Ein normaler Wochenrhythmus umfasst drei bis vier Trainingseinheiten, in den Schulferien wird zweimal am Tag geübt. Einmal pro Woche arbeiten die Spieler vor dem Training im Kraftraum eigenständig einen individuellen Fitnessplan ab, für die bestmögliche körperliche Konstitution der Mannschaft sorgen zudem die wöchentlichen Einheiten des Athletikcoaches. In regelmäßigen Abständen gibt es Ernährungstipps, ständig zur Verfügung steht ein Mentaltrainer. "Die große Herausforderung ist der Zeitdruck, unter dem die Jungs zu fertigen Spielern reifen sollen", verrät Springer. Klar, dass die Persönlichkeitsentwicklung zum jungen Erwachsenen nicht immer im Einklang mit den Entbehrungen dieser Maschinerie stattfindet, zu deren Eigenheiten es auch gehört, dass nahezu jeder 16-Jährige bereits einen Spielerberater hat. "Gerade deshalb musst du bei noch pubertierenden Jugendlichen eben mal wegschauen können", so Springers Philosophie: "Ich will keine Roboter auf Schienen setzen, sondern dem Team innerhalb von Leitplanken Freiraum lassen." Eine strengere Disziplin würde der 43-Jährige bei einem Regionalligisten walten lassen.
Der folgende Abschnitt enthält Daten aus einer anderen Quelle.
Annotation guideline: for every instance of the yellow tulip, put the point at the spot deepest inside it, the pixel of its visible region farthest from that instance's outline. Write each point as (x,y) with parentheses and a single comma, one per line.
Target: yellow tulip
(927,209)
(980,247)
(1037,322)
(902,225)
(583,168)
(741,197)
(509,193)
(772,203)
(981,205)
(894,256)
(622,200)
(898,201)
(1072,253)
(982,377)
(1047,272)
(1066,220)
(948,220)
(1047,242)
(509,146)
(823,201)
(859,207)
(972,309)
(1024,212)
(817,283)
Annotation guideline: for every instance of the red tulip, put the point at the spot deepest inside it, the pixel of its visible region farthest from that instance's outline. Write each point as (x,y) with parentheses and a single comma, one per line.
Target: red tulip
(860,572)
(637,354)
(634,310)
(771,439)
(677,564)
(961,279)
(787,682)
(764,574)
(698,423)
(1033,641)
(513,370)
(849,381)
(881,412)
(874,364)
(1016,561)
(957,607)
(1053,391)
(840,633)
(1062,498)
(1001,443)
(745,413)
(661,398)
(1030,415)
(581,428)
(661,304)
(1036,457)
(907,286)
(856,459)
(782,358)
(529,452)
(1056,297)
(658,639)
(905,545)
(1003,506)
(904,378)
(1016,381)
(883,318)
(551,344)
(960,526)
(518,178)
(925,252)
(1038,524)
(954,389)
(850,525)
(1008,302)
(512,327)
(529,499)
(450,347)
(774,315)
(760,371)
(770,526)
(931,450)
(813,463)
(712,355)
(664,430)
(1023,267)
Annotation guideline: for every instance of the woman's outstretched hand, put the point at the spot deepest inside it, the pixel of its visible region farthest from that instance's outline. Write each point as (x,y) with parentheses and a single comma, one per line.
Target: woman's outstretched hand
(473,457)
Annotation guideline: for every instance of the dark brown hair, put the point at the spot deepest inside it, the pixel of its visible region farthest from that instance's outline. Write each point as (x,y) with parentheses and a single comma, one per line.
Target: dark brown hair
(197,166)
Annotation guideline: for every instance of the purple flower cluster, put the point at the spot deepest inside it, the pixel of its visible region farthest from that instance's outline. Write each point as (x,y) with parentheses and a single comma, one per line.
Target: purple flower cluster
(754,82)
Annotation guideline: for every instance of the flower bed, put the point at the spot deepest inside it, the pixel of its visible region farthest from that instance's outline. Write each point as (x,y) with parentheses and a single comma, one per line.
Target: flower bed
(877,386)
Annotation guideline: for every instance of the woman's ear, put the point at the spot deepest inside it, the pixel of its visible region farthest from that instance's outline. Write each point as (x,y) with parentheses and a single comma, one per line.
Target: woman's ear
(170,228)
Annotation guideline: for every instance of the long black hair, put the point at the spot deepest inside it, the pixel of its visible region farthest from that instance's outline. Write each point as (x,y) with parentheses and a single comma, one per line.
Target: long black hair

Eine überraschend zentrale Aufgabe des Forchheimers ist die Gegner-Analyse. Drei bis vier Stunden pro Woche studiert der Ex-Profi die Videobilder. "Die Stärken und Schwächen anderer Mannschaften und deren Einzelakteure zu kennen ist ein wichtiger Bestandteil der Spielvorbereitung. Wir geben das an unsere Jungs weiter. Es ist oft entscheidend, zu wissen, welche wiederkehrenden Varianten bei Standardsituationen auf einen zukommen können." Damit liegt man auf einer Linie mit Bayern-Trainer Pep Guardiola, der längst nicht auf seine Idee des Tiki-Taka-Fußballs reduziert werden darf und immer wieder mit veränderten Formationen aufwartet. Die eigene Trainer-Zukunft hat Christian Springer, der bis zum Saisonende in Fürth unter Vertrag steht, indes so geplant: "Ich peile meinen Fußballlehrer an." Der naheliegende beziehungsweise obligatorische Weg, um sich für das jährliche Auswahlverfahren der DFB-Akademie bewerben zu können, wäre die Arbeit als hauptverantwortlicher Trainer einer Juniorenmannschaft (U17, U19) in der Bundesliga oder eines Herren-Teams ab der Landesliga. Ab Sommer dürfen sich die Interessenten melden.